Some good things about this:

  • readFile no longer needs to know about character encoding since it isn't the thing allocating the storage for the string anymore!
  • decodeUTF8 is written once thanks to the unified iteration protoocol. Otherwise you'd need decodeUTF8Sync and decodeUTF8Async. Because stream iterators propagate sync-ness, you can use the streaming version of decodeUTF8 to synchronously decode from a buffer into a string if you need to.
  • We use web streams internally to get the fastest possible "Bring Your Own Buffer" access to the data, but we don't need to expose complex concepts like BYOB and Controllers into our public API because iterators are "BYOB" by nature. In fact I'd go so far as to say that the point of iteration as an abstraction is to permit data to be defined without saying how it was or will be stored.

is summoned

The Zalgo post does need to be updated, it was obviously written back when Promises were not yet a well defined language feature.

I haven't read the proposal here in detail. Please excuse anything that might have already been covered, as I don't have an informed opinion about the language feature being discussed, but I would like to clarify what is being attributed to me and that post.

The fundamental issue that "Zalgo" refers to (and that Havoc's blog post on callbacks discussed in less silly terms) is this:

let called = false
const cb = () => { called = true }
const doSomething = (cb) => {
  // does some things, eventually calls cb()
}
doSomething(cb)
// EXACTLY ONE of these must be true, always:
// assert(called)
// assert(!called)

Zalgo is so named because of the maddening experience of debugging timing issues that occur when it is impossible to know the order of operations from reading code or inspecting return values.

This has been extended (I'd even say, stretched) to imply that I'm saying that all calls to all functions must deterministically and consistently return either a promise or a value and not both. And, certainly, there are problems that can result from such ambiguity if it is not managed. However, this is not Zalgo-releasing, because it is clear what order the methods will have been called in:

let called = false
const cb = () => { called = true }
const doSomething = (cb) => {
  if (Math.random() < 0.5) {
    // gotta defer for some reason
    return Promise.resolve().then(() => cb())
  } else {
    cb()
  }
}
await doSomething(cb)
// this assertion always passes, no maddening timing challenges, no Zalgo
assert(called)

That is, the language now contains a straightforward and idiomatic way to consistently and deterministically indicate that an action could not be performed synchronously and had to be deferred, and to easily wait for that action to be completed before moving on in that case.

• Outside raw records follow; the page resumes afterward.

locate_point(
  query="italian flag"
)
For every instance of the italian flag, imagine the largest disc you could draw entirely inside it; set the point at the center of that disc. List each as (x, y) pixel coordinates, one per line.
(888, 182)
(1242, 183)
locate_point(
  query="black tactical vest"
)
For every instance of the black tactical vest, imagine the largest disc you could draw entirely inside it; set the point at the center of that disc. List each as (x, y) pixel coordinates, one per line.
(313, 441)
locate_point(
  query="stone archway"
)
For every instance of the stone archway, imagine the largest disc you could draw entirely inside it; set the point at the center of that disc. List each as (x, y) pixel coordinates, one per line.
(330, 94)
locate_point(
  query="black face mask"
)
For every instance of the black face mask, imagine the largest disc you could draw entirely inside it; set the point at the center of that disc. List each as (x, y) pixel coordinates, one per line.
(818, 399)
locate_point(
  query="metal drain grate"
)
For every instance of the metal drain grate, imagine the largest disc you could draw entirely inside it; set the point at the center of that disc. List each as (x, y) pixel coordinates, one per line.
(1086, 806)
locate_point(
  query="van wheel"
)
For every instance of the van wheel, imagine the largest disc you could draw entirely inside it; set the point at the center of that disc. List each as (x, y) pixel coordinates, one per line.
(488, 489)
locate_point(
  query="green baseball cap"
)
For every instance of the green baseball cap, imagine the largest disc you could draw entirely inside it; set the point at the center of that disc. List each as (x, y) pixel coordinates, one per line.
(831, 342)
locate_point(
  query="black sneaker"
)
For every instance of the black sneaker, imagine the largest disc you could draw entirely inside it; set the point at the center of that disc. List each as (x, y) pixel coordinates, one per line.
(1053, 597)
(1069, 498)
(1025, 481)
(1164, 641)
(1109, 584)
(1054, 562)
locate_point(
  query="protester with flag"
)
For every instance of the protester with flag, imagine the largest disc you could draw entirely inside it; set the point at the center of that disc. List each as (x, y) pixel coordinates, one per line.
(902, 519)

As mentioned in the post, this sort of "return an indication that it could not be performed synchronously, and a means to know when to continue" is a more advanced/complicated API for the user, with more checks and things to get wrong, and so should not be used unless (a) asynchrony is required less often than not, and (b) the performance benefits of avoiding asynchrony is great enough to justify the complication.

The weighing of these trade-offs is as much art as science, of course, and I'd argue that the existence of async/await makes the cost much lower.

Just in briefly scanning the discussion here, I don't see any mention of this, but for completeness's sake, in the Zalgo post also I failed to mention the concept of a "Zalgo-preserving API", which has also become a term of art. This is another case where it's perfectly acceptable for a utility or iterator function to be maybe-sync, based on the function passed in. So, despite being technically nondeterministic and inconsistent, it's consistent to what the user passes in.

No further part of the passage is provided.